Un petit mot à propos de la stabilisation: Il existe deux générations de stabilisation, VR et VR II. Ces termes se retrouvent dans les descriptifs des produits Nikon. Mais dans le nom du produit le
II est souvent trompeur. Souvent apposé près du sigle VR, le
II renvoie en fait à la génération de l'objectif, et non à la génération de la stabilisation.
Le AF-S VR DX Nikkor 18-200mm f/3.5-5.6G IF-ED utilisait déjà une stabilisation VR II; son successeur le AF-S DX Nikkor 18-200mm f/3.5-5.6G ED VR II utilise la même stabilisation VR II. Le II renvoie ici simplement à la génération de l'objectif.
Pour différencier les générations de stabilisation, il faudra donc se reporter aux fiches techniques des objectifs, et non à leur seul nom.
D'autres sigles n'apparaissent pas directement dans le nom de l'objectif, mais sont toutefois importants :
N : Nanocrystal Coat : traitement de surface réduisant considérablement les reflets et les images fantômes.
Sigle n'apparaissant pas dans les noms, mais dans les descriptifs
Enfin certains sigles peuvent apparaître dans les descriptifs des objectifs, dans leurs caractéristiques, mais pas dans leur nom.

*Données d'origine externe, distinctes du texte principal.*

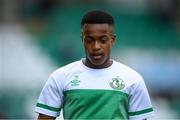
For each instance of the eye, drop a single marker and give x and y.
(103, 39)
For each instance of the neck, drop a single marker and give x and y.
(90, 65)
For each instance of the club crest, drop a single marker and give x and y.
(117, 83)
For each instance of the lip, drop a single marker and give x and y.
(97, 56)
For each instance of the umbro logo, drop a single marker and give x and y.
(117, 83)
(75, 81)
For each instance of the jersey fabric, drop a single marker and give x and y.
(116, 92)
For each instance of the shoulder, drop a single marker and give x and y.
(63, 71)
(128, 72)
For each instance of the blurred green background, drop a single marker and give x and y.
(39, 36)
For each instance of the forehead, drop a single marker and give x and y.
(96, 28)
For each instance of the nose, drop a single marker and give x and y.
(96, 46)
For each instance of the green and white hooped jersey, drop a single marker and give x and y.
(116, 92)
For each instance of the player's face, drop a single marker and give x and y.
(98, 40)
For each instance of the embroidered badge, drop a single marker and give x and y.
(117, 83)
(75, 81)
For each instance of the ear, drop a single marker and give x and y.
(113, 37)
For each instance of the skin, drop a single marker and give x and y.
(98, 40)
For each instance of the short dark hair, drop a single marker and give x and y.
(97, 17)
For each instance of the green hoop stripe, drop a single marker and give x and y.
(48, 107)
(140, 112)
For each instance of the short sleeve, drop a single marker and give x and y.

Il est utile de les connaître pour identifier les sujets plus rapidement:
RF : Rear Focusing: système dans lequel seuls les éléments arrières de l'optique bougent pour assurer la mise au point.
ASP ou AS : Aspherical lens elements: indique la présence d'une ou plusieurs lentilles asphérique dans la formule optique.
CRC : Close Range Correction: système de correction de la qualité de l'image lors des mises au point à très courte distance.
SIC: Super Integrated Coating: traitement anti-reflet multicouches.
RD: diaphragme circulaire
ML: lentille de protection en forme de ménisque (lentille incurvée placée en avant pour réduire les images fantômes.
HRI: High Refraction Index: lentille a indice de réfraction supérieur à 2
Enfin, le liséré doré est un véritable signe d'appartenance. Sa seule présence vous indique que vous êtes en présence d'une optique haut de gamme.